‘For Virgins’ challenges beliefs about sexuality

Dimmed lights and jazz music set a relaxing tone as audience members waited in anticipation for the monologue play to begin.

“For Virgins Who Considered Fornication … When Masturbation Isn’t Enough” had its debut at Nefetari’s Fine Cuisine on Sunday evening.

The play included a series of monologues, which focused on four virgins in their 30s: the paranoid virgin, the Christian virgin, the cocky virgin and the experienced virgin. As they revealed their struggles with lust, loneliness, desire and heartbreak, they realized they are actually one in the same.

“I hope we as people can steer away from the mindset men are from Mars and women are from Venus,” said playwright and author Devin Parrish. “There isn’t any of that ‘men are all dogs’ mess. I wanted the audience to examine their preconceived ideas, whether it’s about sex or beliefs. No matter the gender, all people think differently.”

Parrish directed the play’s first two productions in Atlanta and hoped the play would be seen as a critique on self-righteousness and judgment instead of being “preachy.” She said she relates to every character and based the storyline off her real-life experiences as well as those of friends.

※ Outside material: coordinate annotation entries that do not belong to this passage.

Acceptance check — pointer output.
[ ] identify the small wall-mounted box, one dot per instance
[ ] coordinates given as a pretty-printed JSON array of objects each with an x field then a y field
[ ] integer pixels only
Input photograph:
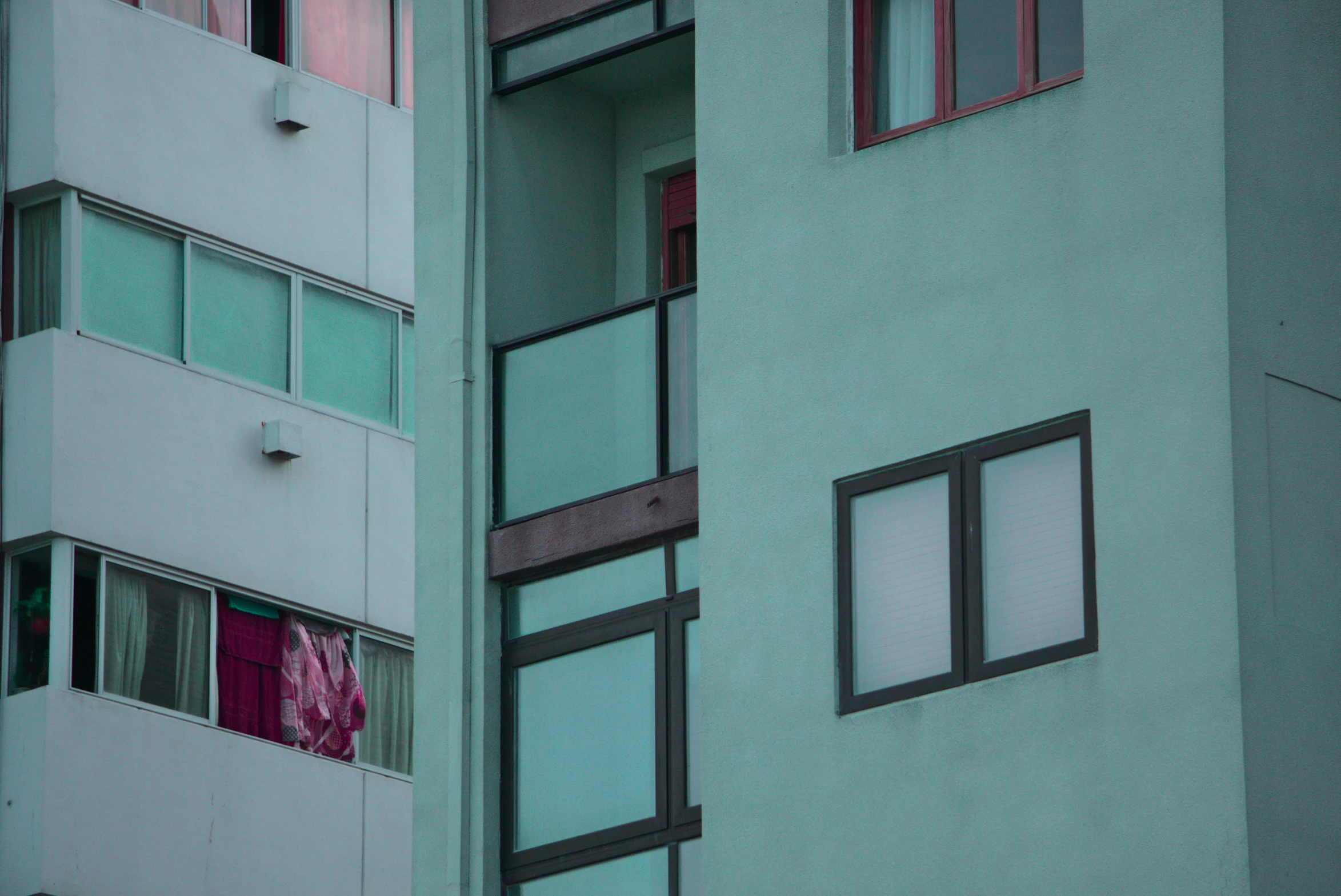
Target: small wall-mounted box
[
  {"x": 282, "y": 440},
  {"x": 293, "y": 106}
]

Malikah Woody, owner of Sunflower Productions and first-time producer, decided to bring the third showcase to Tallahassee after seeing the play.

“The subject matter is different and something you don’t often see from a woman’s perspective,” Woody said. “It’s funny and thought-provoking. I was drawn in even more after realizing the reaction from other audience members was similar to mine.”

Mcquisha Smith, a senior sociology student at Florida A&M from Orlando and Voices Poetry Group founder, played the role of the experienced virgin.

“It’s wonderful to showcase the inner thoughts of virgins and/or people with similar experiences,” Smith said.

Tallahassee resident Tiffany Brown, a University of Miami graduate who played the role of the paranoid virgin, took control of the stage by projecting her voice and using large gestures for emphasis.

“Although I could see myself in all of these characters, I fell in love with the paranoid virgin,” Brown said. “I kind of took the role and made it my own.”

Esther Roger, a senior architecture student at FAMU from Pompano Beach, said she saw the flier on Instagram and immediately became interested in the play’s plot.

“The play was great and very insightful,” Roger said. “I relate to the Christian virgin because I come from a religious and spiritual background. “

Roger added that as a Christian, topics such as virginity and fornication are rarely discussed, so she identified with the Christian virgin.

Brittany Bennett, a Florida State University graduate who played the role of the Christian virgin, said her character was a great depiction of herself.

“I definitely feel more confident going into other plays after finishing my first,” Bennett said. “I kind of got my nerves out, especially with a more risqué kind of play. I pretty much feel like I can conquer the world.”

Yoland Innis, a senior health care management student at FAMU from Fort Lauderdale, said she relates to the curious, experienced virgin and wants to see the production brought to FAMU.

“The play was very interesting,” Innis said. “And I think it’s something FAMU should host, especially for like-minded people. With freshmen coming in, they need something like this to open them up.”

Ashley Mifflin, a senior theater student from Orlando at FSU, learned of the production through an email sent to her from a film school.

“I read up on the show and quickly became interested in the concept,” Mifflin said. “This show is different because there aren’t many plays that deal with sexuality in an in-your-face kind of manner while keeping it real and relatable.”

Mifflin, who portrayed the cocky virgin, said her performance was particularly special because it was her first time performing on stage since her freshman year in college.

“When asked which character I could see myself playing most, I said either cocky or experienced,” Mifflin said. “But I was interested in playing paranoid to take on the challenge. I saw a lot of myself in the cocky virgin, so I was able to pull from the character.”

Mifflin added that she bonded and learned a lot from the other actresses and the director.

Jeannell Lewis, a senior health care management student from Fort Lauderdale at FAMU, said she enjoyed the play.

“The play was great, and it reminded me a lot of me and my friends,” Lewis said. “I came to laugh and left laughing. I would definitely come back to see it again.”

Audience members participated in a Q-and-A session with Parrish after the play, and a dinner buffet was served. Free copies of Parrish’s book, “God’s Favorite 21st Century Angel,” were signed and distributed to guests.